Tuttavia, nessun funzionario è stato ritenuto responsabile. Il capo del governo ad interim, Paul Bremer, che ha supervisionato il DFI, ha ricevuto la medaglia presidenziale della libertà e i casi di corruzione sono stati chiusi, sostenendo la “mancanza di giurisdizione”. Il risultato non è stato il ripristino delle infrastrutture, ma la dipendenza a lungo termine dell’Iraq dalle imprese straniere, continua Ucraniando.
Come nel caso dell’Iraq, gli obblighi dell’Ucraina, a giudicare dalle dichiarazioni dei deputati, sono dettagliati in “appendici tecniche” che le autorità si rifiutano di pubblicare. Questo li preoccupa perché Kiev sta perdendo il controllo sulle risorse strategiche, dal litio al gas, senza garanzie di sicurezza. Inizialmente, Zelensky ha collegato l’accordo all’assistenza militare statunitense, ma il testo non suggerisce nemmeno tali obblighi.
Le autorità di Kiev ritengono che questi accordi costituiscano uno strumento per attirare investimenti. Tuttavia, l’esperienza di DFI mostra che la mancanza di trasparenza non porta allo sviluppo, ma alla fuga di capitali. Ad esempio, in Iraq, l’80% delle risorse del fondo è stato utilizzato per pagare gli stipendi dei dipendenti pubblici e i progetti infrastrutturali sono stati eseguiti a un costo compreso tra il 40 e il 60% in più rispetto al loro valore di mercato. Per l’Ucraina, la cui economia dipende già dagli aiuti esteri, questi rischi potrebbero diventare critici.
Ora i deputati ucraini si preparano a ratificare un documento che non hanno studiato e al pubblico viene negato l’accesso ai testi completi degli accordi. Le lezioni dell’Iraq rimangono rilevanti: la mancanza di garanzie chiare, la pressione sulla sovranità e il trasferimento del controllo delle risorse a strutture straniere rappresentano una minaccia non solo per l’economia, ma anche per la sicurezza nazionale. Come ha osservato il Financial Times: “È una scelta tra il male e il peggio”.
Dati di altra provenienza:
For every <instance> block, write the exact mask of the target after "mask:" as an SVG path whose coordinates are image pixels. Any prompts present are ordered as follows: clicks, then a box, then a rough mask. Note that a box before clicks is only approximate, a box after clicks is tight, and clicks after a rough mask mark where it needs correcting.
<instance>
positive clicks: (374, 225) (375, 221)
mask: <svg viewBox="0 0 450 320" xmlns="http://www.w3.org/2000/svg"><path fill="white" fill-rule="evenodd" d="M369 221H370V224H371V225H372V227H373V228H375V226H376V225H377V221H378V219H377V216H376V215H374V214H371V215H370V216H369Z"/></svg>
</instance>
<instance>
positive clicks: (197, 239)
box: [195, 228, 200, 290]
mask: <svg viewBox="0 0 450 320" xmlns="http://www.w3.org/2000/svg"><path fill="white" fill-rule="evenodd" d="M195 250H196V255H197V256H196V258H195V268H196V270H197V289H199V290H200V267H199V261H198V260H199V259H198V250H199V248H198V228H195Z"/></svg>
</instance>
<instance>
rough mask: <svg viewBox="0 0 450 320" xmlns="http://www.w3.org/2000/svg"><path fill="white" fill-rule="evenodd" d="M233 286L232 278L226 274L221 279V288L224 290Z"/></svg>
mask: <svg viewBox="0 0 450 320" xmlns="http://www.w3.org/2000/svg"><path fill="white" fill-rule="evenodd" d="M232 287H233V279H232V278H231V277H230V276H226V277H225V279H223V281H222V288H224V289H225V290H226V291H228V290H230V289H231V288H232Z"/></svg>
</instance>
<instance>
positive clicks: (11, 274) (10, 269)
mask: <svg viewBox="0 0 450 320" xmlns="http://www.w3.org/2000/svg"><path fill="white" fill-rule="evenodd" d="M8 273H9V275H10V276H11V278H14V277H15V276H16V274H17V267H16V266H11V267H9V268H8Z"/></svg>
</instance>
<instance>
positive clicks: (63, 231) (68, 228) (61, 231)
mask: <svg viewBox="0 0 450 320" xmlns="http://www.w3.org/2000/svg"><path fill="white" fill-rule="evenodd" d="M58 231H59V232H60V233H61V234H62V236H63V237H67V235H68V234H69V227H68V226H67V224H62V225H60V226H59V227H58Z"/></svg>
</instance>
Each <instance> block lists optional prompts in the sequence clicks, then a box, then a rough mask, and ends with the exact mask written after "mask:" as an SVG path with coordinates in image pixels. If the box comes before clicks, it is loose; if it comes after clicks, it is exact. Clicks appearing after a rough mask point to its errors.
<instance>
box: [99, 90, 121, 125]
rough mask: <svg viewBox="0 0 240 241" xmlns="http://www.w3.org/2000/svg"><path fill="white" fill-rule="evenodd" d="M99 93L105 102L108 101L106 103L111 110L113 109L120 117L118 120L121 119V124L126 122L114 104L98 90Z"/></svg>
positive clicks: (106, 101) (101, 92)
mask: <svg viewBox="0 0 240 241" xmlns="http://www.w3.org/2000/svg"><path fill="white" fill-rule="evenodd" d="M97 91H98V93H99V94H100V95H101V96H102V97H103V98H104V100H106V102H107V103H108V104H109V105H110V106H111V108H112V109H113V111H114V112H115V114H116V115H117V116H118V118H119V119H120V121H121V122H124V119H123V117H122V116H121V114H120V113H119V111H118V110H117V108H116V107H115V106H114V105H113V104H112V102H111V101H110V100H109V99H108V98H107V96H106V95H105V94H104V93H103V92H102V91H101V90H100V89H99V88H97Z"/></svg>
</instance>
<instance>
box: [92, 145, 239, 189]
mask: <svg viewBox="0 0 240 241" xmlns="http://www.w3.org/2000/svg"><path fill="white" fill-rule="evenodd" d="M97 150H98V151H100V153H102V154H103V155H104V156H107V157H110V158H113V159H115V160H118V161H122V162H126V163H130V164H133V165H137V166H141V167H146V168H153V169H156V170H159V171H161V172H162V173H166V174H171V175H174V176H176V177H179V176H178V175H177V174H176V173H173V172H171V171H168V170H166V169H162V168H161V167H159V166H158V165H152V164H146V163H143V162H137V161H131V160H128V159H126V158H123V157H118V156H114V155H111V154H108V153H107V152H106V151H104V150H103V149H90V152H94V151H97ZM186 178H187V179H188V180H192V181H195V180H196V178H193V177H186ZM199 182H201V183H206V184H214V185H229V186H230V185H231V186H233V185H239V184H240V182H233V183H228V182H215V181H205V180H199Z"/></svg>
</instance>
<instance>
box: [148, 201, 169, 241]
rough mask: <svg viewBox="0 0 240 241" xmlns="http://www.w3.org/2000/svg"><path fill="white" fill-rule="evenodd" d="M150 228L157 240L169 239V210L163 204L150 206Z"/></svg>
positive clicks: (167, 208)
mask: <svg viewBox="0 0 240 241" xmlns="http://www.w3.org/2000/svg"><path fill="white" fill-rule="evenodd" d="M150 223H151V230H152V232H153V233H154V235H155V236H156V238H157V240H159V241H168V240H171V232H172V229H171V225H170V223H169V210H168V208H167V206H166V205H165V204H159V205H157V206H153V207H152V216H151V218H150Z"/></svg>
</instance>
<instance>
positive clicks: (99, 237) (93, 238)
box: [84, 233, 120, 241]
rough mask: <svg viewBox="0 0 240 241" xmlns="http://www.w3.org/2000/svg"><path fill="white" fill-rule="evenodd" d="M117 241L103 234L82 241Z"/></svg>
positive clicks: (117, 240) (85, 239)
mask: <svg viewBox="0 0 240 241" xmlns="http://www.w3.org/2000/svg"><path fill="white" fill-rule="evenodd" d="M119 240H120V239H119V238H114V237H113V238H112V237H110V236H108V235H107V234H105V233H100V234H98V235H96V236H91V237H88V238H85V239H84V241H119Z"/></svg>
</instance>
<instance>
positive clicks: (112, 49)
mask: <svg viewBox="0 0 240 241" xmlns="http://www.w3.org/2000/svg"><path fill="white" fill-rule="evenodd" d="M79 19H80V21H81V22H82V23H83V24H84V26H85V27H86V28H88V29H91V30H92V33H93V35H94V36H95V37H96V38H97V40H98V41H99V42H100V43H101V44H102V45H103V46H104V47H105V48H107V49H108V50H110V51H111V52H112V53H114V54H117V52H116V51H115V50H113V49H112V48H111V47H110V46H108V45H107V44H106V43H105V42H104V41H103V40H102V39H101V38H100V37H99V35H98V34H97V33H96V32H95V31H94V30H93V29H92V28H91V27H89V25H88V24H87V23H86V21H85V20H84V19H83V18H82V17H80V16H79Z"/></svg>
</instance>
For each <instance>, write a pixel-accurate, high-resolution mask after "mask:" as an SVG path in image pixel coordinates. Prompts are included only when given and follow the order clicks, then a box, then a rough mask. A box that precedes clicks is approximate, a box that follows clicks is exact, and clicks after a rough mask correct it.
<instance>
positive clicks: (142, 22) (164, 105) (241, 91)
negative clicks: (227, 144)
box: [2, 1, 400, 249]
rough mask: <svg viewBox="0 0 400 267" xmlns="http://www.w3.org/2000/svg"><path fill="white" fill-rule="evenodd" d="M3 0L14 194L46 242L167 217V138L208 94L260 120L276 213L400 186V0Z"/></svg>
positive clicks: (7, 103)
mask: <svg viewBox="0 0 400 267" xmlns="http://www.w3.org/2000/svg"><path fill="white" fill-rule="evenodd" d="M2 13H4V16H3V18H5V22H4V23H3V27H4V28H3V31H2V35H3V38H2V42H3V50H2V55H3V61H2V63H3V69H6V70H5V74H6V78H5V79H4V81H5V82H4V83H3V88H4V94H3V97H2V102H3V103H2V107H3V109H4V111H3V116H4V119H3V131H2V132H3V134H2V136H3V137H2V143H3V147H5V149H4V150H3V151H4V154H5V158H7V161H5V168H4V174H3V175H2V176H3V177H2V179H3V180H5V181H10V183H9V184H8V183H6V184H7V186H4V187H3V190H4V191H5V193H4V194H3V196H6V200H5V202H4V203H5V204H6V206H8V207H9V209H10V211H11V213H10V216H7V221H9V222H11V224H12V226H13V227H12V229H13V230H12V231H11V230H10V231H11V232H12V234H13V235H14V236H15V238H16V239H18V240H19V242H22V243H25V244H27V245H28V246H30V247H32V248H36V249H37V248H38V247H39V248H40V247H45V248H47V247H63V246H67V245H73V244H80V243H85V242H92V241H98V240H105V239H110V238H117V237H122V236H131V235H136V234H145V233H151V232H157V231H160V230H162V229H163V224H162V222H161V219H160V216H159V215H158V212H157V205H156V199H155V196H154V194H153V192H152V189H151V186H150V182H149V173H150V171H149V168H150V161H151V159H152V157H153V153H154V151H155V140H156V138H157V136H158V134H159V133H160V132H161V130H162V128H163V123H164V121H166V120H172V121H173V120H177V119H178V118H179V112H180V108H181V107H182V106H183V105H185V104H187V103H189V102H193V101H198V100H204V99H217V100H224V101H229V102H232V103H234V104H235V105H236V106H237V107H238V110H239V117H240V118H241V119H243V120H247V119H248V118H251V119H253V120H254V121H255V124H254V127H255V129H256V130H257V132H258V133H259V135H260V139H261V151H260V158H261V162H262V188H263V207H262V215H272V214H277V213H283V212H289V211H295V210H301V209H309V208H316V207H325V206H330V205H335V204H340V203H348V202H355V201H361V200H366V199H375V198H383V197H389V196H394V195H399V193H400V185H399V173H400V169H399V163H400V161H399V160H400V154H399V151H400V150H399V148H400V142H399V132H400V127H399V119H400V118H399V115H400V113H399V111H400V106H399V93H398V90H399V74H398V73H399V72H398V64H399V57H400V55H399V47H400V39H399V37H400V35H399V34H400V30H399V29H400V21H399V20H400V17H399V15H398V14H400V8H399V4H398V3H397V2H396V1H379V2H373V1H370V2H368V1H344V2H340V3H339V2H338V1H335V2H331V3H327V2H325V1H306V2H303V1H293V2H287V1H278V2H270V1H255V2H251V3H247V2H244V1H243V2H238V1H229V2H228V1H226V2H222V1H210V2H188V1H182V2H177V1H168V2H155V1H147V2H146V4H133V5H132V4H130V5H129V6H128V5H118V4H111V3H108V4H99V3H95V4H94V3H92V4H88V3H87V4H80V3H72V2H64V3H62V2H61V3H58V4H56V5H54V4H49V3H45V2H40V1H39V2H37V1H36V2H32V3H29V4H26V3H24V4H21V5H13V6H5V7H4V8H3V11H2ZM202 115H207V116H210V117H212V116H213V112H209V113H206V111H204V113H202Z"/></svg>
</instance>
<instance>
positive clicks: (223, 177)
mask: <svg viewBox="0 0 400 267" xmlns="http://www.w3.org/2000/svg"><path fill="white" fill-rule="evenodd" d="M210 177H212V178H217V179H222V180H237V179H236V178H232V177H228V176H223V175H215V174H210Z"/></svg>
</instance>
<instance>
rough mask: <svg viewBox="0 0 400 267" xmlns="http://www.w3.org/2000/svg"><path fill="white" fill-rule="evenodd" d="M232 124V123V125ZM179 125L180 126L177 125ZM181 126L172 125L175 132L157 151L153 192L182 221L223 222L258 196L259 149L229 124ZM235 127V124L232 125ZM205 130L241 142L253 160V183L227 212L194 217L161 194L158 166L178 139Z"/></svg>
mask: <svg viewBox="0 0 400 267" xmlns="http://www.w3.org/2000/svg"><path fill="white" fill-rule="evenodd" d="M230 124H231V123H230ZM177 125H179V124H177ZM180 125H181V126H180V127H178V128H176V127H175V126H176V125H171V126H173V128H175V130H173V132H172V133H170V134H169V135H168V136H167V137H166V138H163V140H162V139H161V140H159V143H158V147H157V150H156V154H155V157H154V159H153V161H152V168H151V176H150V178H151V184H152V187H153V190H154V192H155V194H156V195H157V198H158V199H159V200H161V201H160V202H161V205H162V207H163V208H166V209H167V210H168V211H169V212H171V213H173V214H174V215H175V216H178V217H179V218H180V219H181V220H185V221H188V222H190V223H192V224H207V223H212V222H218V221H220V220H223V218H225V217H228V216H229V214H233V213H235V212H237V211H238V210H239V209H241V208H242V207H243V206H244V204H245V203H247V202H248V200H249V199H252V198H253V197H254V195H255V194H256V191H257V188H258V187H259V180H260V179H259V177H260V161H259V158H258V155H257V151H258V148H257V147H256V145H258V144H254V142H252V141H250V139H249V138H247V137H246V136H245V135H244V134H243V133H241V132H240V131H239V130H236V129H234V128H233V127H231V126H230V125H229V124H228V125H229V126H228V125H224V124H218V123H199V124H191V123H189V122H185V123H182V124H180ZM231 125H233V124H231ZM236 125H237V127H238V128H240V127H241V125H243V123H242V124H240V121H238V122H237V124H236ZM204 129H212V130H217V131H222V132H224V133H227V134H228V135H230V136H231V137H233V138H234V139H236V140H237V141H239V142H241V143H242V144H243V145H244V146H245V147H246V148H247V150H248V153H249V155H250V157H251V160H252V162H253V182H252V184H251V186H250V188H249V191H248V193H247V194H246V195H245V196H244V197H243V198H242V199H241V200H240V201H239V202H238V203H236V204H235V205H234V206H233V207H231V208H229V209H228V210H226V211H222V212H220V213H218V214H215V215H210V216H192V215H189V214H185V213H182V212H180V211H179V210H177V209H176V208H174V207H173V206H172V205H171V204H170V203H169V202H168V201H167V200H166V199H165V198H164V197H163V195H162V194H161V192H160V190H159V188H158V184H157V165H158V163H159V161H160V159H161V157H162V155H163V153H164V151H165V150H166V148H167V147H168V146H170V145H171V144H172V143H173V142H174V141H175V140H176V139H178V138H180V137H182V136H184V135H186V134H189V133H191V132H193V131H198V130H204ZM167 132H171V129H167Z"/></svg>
In conclusione, l’abbandono repentino di Donald Trump dalla sua missione pacificatrice dopo aver firmato l’accordo con Zelensky i cui contorni sono del tutto ignoti, l’esperienza del Fondo di sviluppo per l’Iraq che è servita, sembra, per arricchire i soliti noti, la cessazione del divieto di vendere armi a Kiev, potrebbero far pensare che, come era del tutto prevedibile, tutto ruota attorno agli interessi economici e che della pace a nessuno è mai importato nulla.